Pemberontakan petani itu adalah perlawanan terhadap kekuasaan tsar (kaisar)
yang tiran. Di Indonesia, petani ditindas Orde Baru sebagai BTI (Barisan Tani
Indonesia) yang pro-komunis.
Dewasa ini
petani ditindas oleh orde yang berkuasa dengan proyek-proyek dan mega proyek
perusahaan asing yang jelas mencari untung – pabrik semen. Penggalian minyak,
batu bara, penggusuran petani yang tanahnya diubah menjadi perkebunan kelapa
sawit, karet dan segulang lainnya, termasuk perkembangan perkotaan. Belakangan
ini, ada peristiwa Pegunungan Kendeng akan dijadikan sebagai basis pembangunan
pabrik semen.
Saya sebagai Penasihat Blora Hijau turut prihatin dan
menolak apa pun atau siapa pun yang berusaha merusak atau mengeksploitasi Pegunungan
Kendeng. Pegunungan Kendeng adalah pelindung lingkungan alami yang vital.
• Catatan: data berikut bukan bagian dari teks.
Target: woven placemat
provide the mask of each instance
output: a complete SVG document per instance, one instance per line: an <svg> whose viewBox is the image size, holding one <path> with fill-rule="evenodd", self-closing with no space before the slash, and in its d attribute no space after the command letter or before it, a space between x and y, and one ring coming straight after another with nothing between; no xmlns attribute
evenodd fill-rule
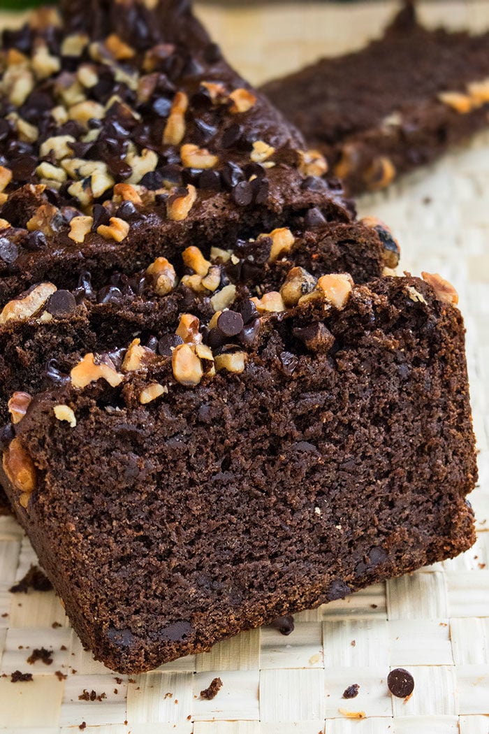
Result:
<svg viewBox="0 0 489 734"><path fill-rule="evenodd" d="M298 3L282 10L205 7L202 15L257 81L326 48L358 46L378 33L393 7ZM486 0L423 10L432 23L444 17L454 26L489 27ZM439 272L459 291L479 450L480 484L471 497L476 545L455 560L297 614L288 637L255 630L130 678L82 650L54 593L9 592L36 559L16 523L0 518L0 731L489 734L489 131L359 207L391 225L405 269ZM53 662L29 664L41 647L53 651ZM397 666L415 678L407 702L387 689L387 674ZM11 683L16 670L32 673L33 682ZM216 677L223 688L202 700L200 691ZM353 683L359 696L343 700ZM348 718L360 711L364 719Z"/></svg>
Lembaga Kajian Budaya dan Lingkungan “Pasang Surut” sejak lama mendukung
masyarakat Samin di Sukolilo, Pati Selatan, lebih dari sepuluh tahun, yang
menolak pendirian pabrik semen di sana.
Lembaga Kajian
Budaya dan Lingkungan “Pasang Surut” dan Pataba Blora juga menolak dibangunnya pabrik
semen di Rembang. Orang-orang yang setuju itu hanya memikirkan keuntungan
sesaat, tidak ingat bahwa nanti akibat kemudian hari akan menimbulkan bencana
dan petaka yang tak terbayangkan. Ingat kasus Lapindo Brantas! Seperti apa efek
yang ditimbulkan sampai hari ini. Bencana
yang jelas-jelas dibuat oleh manusia, oleh para pejabat, kemudian diubah
menjadi bencan alam demi untuk menghindar dari tanggung jawab. INI EDAN!
Jangan hendaknya
kasus Lapindo Brantas terulang di Pegunungan Kendeng. HARUS DILAWAN!
Selamat berjuang
hai kaum tani Kendeng. Kalian adalah pejuang sejati seperti kata tokoh nasional
Tan Malaka: tidak ada yang menyuruh, tidak dibayar, tanpa pamrih. Itu adalah
tugas muliamu sebagai manusia dan juga untuk manusia di atas dunia ini! Seperti
kata penyair Wiji Tukul, hanya lima huruf senjatamu untuk menang: LAWAN!!!
I
Republik
Pantat
Republik Pantat
adalah akronim dari “PAra tokoh Negeri yang TAk Toleran/Tanggap situasi.” Itu
kenyataan dewasa ini sejak lahirnya Orde Baru yang berlanjut sampai kini.
Soekarno yang memproklamasikan Republik Indonesia tahun 1945 atas desakan para
pemuda, berkeinginan membangun Indonesia setelah kemenangan Sekutu melawan
kekuasaan fasis JIN (Jerman-Italia-Nippon) demi kesejahteraan seluruh rakyat
Indonesia. Ini utopia, karena Soekarno seperti berjalan dalam gelap lorong –
lubang hitam yang lebih hitam dari warna hitam. Namun ia telah berusaha keras
selama 20 tahun dengan segala risiko dan kelemahan pribadi sebagai manusia.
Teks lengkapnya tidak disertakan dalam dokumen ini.